Before Thundercat came on stage, Channel Tres opened for him. Starting with a housey DJ set, he followed it up with a performance of some of his own songs, which were in a similar vein. I could not stop bobbing my head during his set and his charismatic personality really shone throughout his performance as he interacted with the crowd and bounced all over the stage.

Starting off with the opening track from It Is What It Is, “Lost in Space / Great Scott / 22-26,” Thundercat called for himself and the drummer and keyboardist on stage to “go and start the show.” Continuing with songs from It Is What It Is, he played the next two songs from the album: “Interstellar Love” and “I Love Louis Cole.” I was really looking forward to hearing the latter of these two songs, and it was everything I wanted to be and more. Thundercat’s airy vocals live sound exactly like they do on the album, which I found absolutely incredible. Also, he extended practically every song he performed by improvising along with the other musicians on stage, thus making some of the shorter songs on the album feel like a lifetime, but in a good way.

One song where this was very apparent was the instrumental cut “How Sway,” one of my personal favorites from the album. Listening to an extended version of this song was quite the treat, given that the album version is only a mere minute and fourteen seconds long. This song features fast and technical bass passages, and I was absolutely mesmerized watching his fingers glide effortlessly over the six strings of his bass. Other highlights of the night included “Overseas,” “Dragonball Durag,” “Them Changes,” “Funny Thing,” and a cover of Flying Lotus’ “Black Gold.” I found myself singing along to “Dragonball Durag” when the instrumental dropped out and the voices of all the concertgoers came together to sing “I may be covered in cat hair, but I still smell good.” 

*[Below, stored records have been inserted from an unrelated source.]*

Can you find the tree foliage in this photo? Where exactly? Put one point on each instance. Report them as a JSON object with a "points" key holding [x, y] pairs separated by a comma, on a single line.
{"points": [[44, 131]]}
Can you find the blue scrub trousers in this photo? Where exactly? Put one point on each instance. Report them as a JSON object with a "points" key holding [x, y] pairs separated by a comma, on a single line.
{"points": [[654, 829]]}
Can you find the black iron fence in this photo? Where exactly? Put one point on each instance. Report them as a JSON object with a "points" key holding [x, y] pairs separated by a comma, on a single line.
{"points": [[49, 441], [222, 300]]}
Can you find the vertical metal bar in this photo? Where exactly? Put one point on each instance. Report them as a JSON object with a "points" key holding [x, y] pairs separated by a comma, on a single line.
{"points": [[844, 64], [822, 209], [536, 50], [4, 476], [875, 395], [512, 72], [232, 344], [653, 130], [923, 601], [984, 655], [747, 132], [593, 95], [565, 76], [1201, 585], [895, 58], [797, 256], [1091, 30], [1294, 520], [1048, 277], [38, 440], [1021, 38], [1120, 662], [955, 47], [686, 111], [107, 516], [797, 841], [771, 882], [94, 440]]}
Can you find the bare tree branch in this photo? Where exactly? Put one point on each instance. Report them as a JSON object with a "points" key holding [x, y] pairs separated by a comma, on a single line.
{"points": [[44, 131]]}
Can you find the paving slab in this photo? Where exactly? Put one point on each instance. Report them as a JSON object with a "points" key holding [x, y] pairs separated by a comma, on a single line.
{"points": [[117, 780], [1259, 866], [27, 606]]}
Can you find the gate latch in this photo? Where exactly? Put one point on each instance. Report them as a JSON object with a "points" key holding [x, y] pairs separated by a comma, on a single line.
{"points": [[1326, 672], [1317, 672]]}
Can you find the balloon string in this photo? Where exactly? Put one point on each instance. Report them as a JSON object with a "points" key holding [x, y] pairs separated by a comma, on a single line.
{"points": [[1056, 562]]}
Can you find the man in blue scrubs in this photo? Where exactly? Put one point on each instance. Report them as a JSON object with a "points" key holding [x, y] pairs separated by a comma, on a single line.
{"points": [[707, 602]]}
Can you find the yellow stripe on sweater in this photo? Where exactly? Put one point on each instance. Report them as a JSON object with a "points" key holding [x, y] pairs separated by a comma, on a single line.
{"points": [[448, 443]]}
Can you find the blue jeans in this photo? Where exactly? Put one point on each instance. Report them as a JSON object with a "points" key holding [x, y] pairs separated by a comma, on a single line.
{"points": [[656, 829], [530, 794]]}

The atmosphere was awesome because of moments like these and Thundercat’s interactions with the crowd added to it as well. One of the best moments was when he asked people to show him pictures of their cats and the crowd enthusiastically raised their phones so that he could see their feline companions. Other funny moments were when he asked the crowd if anyone was part of the mile high club before he played “Overseas,” when he went on a tangent about the really long names of his cats, when he asked the crowd if they liked anime, and when he singled out one member of the audience and asked him if anyone had ever told him that he looked like Flying Lotus. He also listed off the musicians that inspired him and showed love to his contemporaries such as the aforementioned Louis Cole and Flying Lotus. Overall, Thundercat’s charismatic energy and technical prowess made the concert extremely enjoyable in addition to the extended jam versions of songs that I would usually never hear. I will definitely be diving deeper into Thundercat’s discography and looking forward to his future releases.